Weird—You Only Have to Ask!
Podcast: Play in new window
Listen: Apple Podcasts | Spotify | Pandora | TuneIn | Deezer | RSS | More
I’m Andrew Chirch, an Interfaith advisor and coach. 99 is a special weekly podcast series where we meet for 9 minutes to regroup, re-center ourselves, and prepare for the work ahead.
Subscribe here to listen on your favorite podcast app, or you can use the player at the top of this post. A transcript is below.
What is your biggest wish? Go ahead, think for a second. I’ll wait.
Now, if someone who knows you well wrote your obituary today, would anything about that wish be in there?
The kind of wishes we’re talking about today are the kind that you’d probably want to show up there.
Now it’s none of my business what you wish for. Maybe it’s just a lollipop – or maybe it’s something hard to define or actualize – like world peace or happiness or joy.
Whichever, I thought this was an interesting exercise for this week’s theme, which is, the responsive one – the answerer of prayers and hopes and wishes.
I’ve heard that when we pray for something or when we spend time and energy hoping, longing, WANTING something to happen, we hitch ourselves to that thing.
Now I’m sure you’ve never hitched yourself to anything that in hindsight, you wished you hadn’t, but I have. It’s something like an act of creation to bind ourselves to a hope – and it’s worth doing with intention.
Here’s a quote from Khaled Hosseini, author of The Kite Runner:
“I finally had what I’d wanted all those years. Except now that I had it, I felt as empty as this unkempt pool I was dangling my legs into.”
Remember the old saying, “Be careful what you wish for, because you just might get it?”
Well, yes. That’s a thing. Hoping and wishing is an act of creation that comes out of us. I don’t know how it got there, but I know that there is something profound about desire… But when you combine desire with the creative act of ASKING, something magical happens.
I imagine a plant can desire the sun, maybe it can even appreciate the sun when it comes. But you….
You’re human. You can ASK.
Who are you asking? God? The Universe? Yourself?
Even more interesting, who answers?
If you say “no one answers,” it’s possible you’re right, -and- I think that misses the point.
Have you ever had an experience where you didn’t know you wanted something – or you did know it, but were too afraid to ask? But then one day you DID ask?
This can be like putting down a great weight you’ve been carrying around… I’ll pose the same question I did at the top of this episode.
What is your biggest wish?
WHAT DO YOU NEED? RIGHT NOW?
You get to ask for it. Even if you’re the only one listening… In a second, I’m going to count down and then pause and I want you to say it out loud or let the word come as a whisper.
Ready? I need 3,2,1……
Ahh..
That was an act of creation.
Now what’s even cooler, is what happens next.
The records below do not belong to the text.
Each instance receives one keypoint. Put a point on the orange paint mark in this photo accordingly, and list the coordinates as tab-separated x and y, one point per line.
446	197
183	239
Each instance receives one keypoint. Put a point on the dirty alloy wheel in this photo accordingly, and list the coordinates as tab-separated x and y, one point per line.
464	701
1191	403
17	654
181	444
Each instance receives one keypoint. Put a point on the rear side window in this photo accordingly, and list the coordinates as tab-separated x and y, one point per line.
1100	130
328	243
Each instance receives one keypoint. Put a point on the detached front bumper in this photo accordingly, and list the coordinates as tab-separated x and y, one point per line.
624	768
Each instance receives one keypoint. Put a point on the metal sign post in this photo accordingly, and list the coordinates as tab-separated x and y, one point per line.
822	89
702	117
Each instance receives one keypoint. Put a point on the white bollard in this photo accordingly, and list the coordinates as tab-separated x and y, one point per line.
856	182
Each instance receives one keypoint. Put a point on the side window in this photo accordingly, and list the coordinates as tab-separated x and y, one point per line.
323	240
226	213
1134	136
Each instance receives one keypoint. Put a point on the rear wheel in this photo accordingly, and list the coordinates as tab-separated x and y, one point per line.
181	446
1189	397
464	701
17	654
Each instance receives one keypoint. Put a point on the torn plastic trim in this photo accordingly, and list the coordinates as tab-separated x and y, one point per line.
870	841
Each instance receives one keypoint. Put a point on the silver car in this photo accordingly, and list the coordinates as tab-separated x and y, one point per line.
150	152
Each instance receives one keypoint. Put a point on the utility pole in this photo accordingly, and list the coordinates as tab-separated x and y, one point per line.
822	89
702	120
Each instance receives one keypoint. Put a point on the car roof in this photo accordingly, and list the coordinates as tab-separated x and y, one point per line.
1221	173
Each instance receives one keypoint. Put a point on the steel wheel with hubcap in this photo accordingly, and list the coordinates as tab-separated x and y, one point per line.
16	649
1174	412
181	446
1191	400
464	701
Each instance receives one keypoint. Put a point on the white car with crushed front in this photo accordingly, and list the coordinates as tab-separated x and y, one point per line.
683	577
You’ve set your intention. You’ve told the Universe what you want, now what happens?
You pay attention. You listen. You start to notice.
What if the whole creative power of prayer – of asking -isn’t so much in the question, as in the listening we do afterward? I know I certainly don’t listen that hard any other time. I don’t have to. I’m force-fed information from the time I wake up to the time I go to sleep, so if there’s any intention happening, it’s often not mine.
Now as the instructions on my bottle of shampoo say, lather, rinse, and repeat as necessary.
Back to the obituary.
Recently I listened to an episode of the Memento Mori podcast, where the host interviewed a NY Times obituary writer. It was a fascinating exercise, because it offered a glimpse into this notion of “what would your life look like in 300 words?”
The writer was asked, “So when you’re writing, is it about what effect the person had on the world?” and he answered, “Actually, a good obituary tells the story of what effect the world had on the person, or how they saw the world.”
How do you see the world? Is it random, and cruel, and without hope? Well then, what is your wish for it? What is your prayer and why?
Is the world a beautiful place, full of unexplained and unexplored wonder? What is your wish for it? What is your prayer and why?
I like to think that I have one or two big touchstones that never change. Ways I see the world, and how I want to live my life so that these things come about. I guess it’s kind of like living my life AS a prayer. I think we all do that.
I have to say that I get it wrong all the time. I wish for stupid, fleeting things and hurt people and have regrets all the time.
Still though, I don’t know who answers, or what, or IF anyone answers my prayers. I know that it seems like one of the few things – maybe the only thing I truly have control over in this life…. What I ask for.
What do you ask for? Be both careful and reckless – because if you ask, you just might get it.